Господин де Сенто, по имени Астольф, председатель Земледельческого общества, мужчина чрезвычайно румяный, рослый и плотный, плелся за своей женой, достаточно напоминавшей засушенный папоротник; звали ее Лили, уменьшительное от Элизы. Имя, вызывавшее представление о женщине несколько ребячливой, противоречило характеру и манерам г-жи де Сенто, особы напыщенной, крайне набожной, картежницы придирчивой и вздорной. Астольф слыл первоклассным ученым. Круглый невежда, он тем не менее напечатал в сельскохозяйственном справочнике статьи: «Сахар» и «Водка» – два произведения, украденные по кусочкам из разных журнальных статей и чужих сочинений, где шла речь об этих продуктах. Все в департаменте думали, что он работает над трактатом о состоянии современного земледелия, но хотя он ежедневно просиживал все утро, запершись у себя в кабинете, за двенадцать лет он не написал и двух страниц. Если случалось кому-нибудь зайти к нему в кабинет, его всегда заставали среди вороха бумаг: то он ищет затерявшуюся заметку, то чинит перо; но, сидя в своем кабинете, он попусту растрачивал время: читал неторопливо газету, обрезал пробки перочинным ножом, чертил фантастические рисунки на промокательной бумаге, перелистывая Цицерона, чтобы схватить на лету какую-нибудь фразу или целый отрывок, применимый по смыслу к современным событиям; затем вечером он усердно наводил разговор на тему, позволявшую ему сказать: «У Цицерона есть страница, точно написанная о событиях наших дней». И он приводил цитату из Цицерона, к великому изумлению слушателей, шептавших друг другу: «Астольф и впрямь кладезь премудрости». Любопытный случай разглашался по всему городу и поддерживал лестное мнение о г-не де Сенто.

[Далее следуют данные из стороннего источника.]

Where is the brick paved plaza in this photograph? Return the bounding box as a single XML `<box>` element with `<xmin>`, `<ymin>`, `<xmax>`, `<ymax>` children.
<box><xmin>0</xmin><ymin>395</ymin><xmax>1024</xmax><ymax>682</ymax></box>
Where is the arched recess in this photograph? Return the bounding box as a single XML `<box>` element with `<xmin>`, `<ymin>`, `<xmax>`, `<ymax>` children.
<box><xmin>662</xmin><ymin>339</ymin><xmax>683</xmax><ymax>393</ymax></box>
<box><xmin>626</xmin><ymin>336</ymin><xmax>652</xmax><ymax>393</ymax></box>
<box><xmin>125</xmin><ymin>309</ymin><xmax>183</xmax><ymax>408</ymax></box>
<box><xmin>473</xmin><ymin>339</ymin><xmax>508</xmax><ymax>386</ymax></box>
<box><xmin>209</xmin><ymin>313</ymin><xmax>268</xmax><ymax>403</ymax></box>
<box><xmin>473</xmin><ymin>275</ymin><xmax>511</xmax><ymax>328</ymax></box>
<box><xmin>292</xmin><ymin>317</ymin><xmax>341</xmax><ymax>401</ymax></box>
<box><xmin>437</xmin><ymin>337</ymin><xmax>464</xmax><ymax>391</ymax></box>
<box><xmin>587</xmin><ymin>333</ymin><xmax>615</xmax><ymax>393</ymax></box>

Вслед за этой четой вошел г-н де Барта, именуемый Адриеном, мужчина, обладавший густым баритоном и непомерными музыкальными претензиями. Тщеславие понудило его сесть за сольфеджио: он начал с того, что сам восхитился своим пением, потом принялся толковать о музыке и кончил тем, что отдался ей всецело. Музыкальное искусство обратилось для него в настоящую одержимость; он оживлялся, только лишь говоря о музыке, на вечерах он страдал, пока его не попросят спеть. Лишь проревев одну из своих арий, он оживал, приосанивался, приподымался на носках и, принимая поздравления, изображал олицетворенную скромность; однако ж он переходил от одной кучки гостей к другой, пожиная хвалы; потом, когда все уже было сказано, он опять возвращался к музыке и кстати заводил разговор о трудностях спетой арии либо превозносил ее композитора.

Господин Александр де Бребиан, король сепии, рисовальщик, наводнявший комнаты своих друзей нелепыми картинами и измаравший все альбомы в департаменте, сопутствовал г-ну де Барта. Каждый из них шел рука об руку с женой другого. По утверждению скандальной хроники, перемещение было полным. Обе женщины, Лолотта (г-жа Шарлотта де Бребиан) и Фифина (г-жа Жозефина де Барта), равно поглощенные косынками, уборами, подбором цветных шелков, были снедаемы желанием походить на парижанок и пренебрегали своим домом, где все шло прахом. Жены, затянутые, как куклы, в платья, скроенные экономно, представляли собою крикливую выставку красок, оскорбляющих вкус своей нелепой прихотливостью, а их мужья, как натуры артистические, дозволяли себе провинциальную вольность в одежде, и вид у них был уморительный. Они, в своих поношенных фраках, смахивали на статистов, изображающих в маленьких театрах высшее общество на великосветской свадьбе.

Среди фигур, появившихся в гостиной, одной из наиболее своеобразных был граф де Сенонш, именуемый по-аристократически просто Жак, страстный охотник, надменный, сухой, с загорелым лицом, любезный, как кабан, подозрительный, как венецианец, ревнивый, как мавр, и живший в добром согласии с г-ном дю Отуа, иначе говоря, с Франсисом, другом дома.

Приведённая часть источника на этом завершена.